= Simulation governance =

Simulation governance is a managerial function concerned with assurance of reliability of information generated by numerical simulation. The term was introduced in 2011 and specific technical requirements were addressed from the perspective of mechanical design in 2012. Its strategic importance was addressed in 2015. At the 2017 NAFEMS World Congress in Stockholm simulation governance was identified as the first of eight “big issues” in numerical simulation.

Simulation governance is concerned with (a) selection and adoption of the best available simulation technology, (b) formulation of mathematical models, (c) management of experimental data, (d) data and solution verification procedures, and (e) revision of mathematical models in the light of new information collected from physical experiments and field observations.

Plans for simulation governance have to be formulated to fit the mission of each organization or department within an organization: In the terminology of structural and mechanical engineering, typical missions are:

1. Application of established rules of design and certification: Given the allowable value defined in a design rule $F_{all}$, show that $F_{max} \leq F_{all}$.
2. Formulation of design rules (typically for new materials or material systems): What is $F_{all}$? This involves the interpretation of results from coupon tests and component tests.
3. Condition-based maintenance (typically of high-value assets): Given a detected flaw, what is the probability that failure will occur after $N$ load cycles?
4. Structural analysis of large structures (such as airframes, marine structures, automobiles under crash conditions).
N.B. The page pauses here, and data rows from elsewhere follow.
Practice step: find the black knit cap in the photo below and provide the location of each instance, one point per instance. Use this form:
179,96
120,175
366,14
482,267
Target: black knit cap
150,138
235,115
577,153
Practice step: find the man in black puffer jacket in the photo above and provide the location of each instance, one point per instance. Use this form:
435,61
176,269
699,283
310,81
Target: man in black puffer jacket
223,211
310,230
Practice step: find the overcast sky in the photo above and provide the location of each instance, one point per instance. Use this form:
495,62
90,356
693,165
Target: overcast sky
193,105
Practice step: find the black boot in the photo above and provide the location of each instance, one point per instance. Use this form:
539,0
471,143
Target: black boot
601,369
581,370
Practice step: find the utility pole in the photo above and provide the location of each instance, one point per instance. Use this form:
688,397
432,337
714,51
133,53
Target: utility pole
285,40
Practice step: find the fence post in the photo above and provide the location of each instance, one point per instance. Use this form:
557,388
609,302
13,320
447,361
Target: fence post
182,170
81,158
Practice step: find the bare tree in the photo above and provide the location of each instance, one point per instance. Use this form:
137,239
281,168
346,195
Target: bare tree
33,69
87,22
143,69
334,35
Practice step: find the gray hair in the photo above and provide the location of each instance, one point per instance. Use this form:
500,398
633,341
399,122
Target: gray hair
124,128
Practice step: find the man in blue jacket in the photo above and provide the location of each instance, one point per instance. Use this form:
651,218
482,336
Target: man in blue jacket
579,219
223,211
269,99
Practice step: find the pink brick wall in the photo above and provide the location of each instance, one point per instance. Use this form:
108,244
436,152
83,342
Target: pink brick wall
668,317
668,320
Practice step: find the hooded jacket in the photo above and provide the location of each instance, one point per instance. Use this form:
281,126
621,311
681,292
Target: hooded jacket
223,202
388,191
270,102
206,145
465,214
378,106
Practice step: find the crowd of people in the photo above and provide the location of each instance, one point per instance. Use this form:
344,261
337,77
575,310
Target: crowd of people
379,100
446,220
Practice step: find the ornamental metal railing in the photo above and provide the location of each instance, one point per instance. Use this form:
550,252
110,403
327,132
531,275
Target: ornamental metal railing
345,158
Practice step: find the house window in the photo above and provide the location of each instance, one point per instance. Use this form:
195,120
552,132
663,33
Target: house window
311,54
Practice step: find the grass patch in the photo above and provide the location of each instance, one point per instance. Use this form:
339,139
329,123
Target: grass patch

Note that items 1 to 3 require strength analysis where the quantities of interest are related to the first derivatives of the displacement field. Item 4 refers to structural analysis where the quantities of interest are force-displacement relations or accelerations (as in crash dynamics). This distinction is important because in strength analysis errors associated with the formulation of mathematical models and their numerical solution, for example by the finite element method, must be treated separately and verification, validation and uncertainty quantification must be applied.

In structural analysis on the other hand, numerical problems, typically constructed by assembling elements from a finite element library, a method known as finite element modeling, can produce satisfactory results. In this case the numerical solution stands on its own, typically it is not an approximation to a well-posed mathematical problem. Therefore, neither solution verification nor model validation can be performed. Satisfactory results can be produced by artful tuning of finite element models with reference to sets of experimental data so that two large errors nearly cancel one another: One error is conceptual: inadmissible data violate basic assumptions in the formulation. The other error is numerical: one or more quantities of interest diverge but the rate of divergence is slow and may not be visible at mesh refinements used in practice.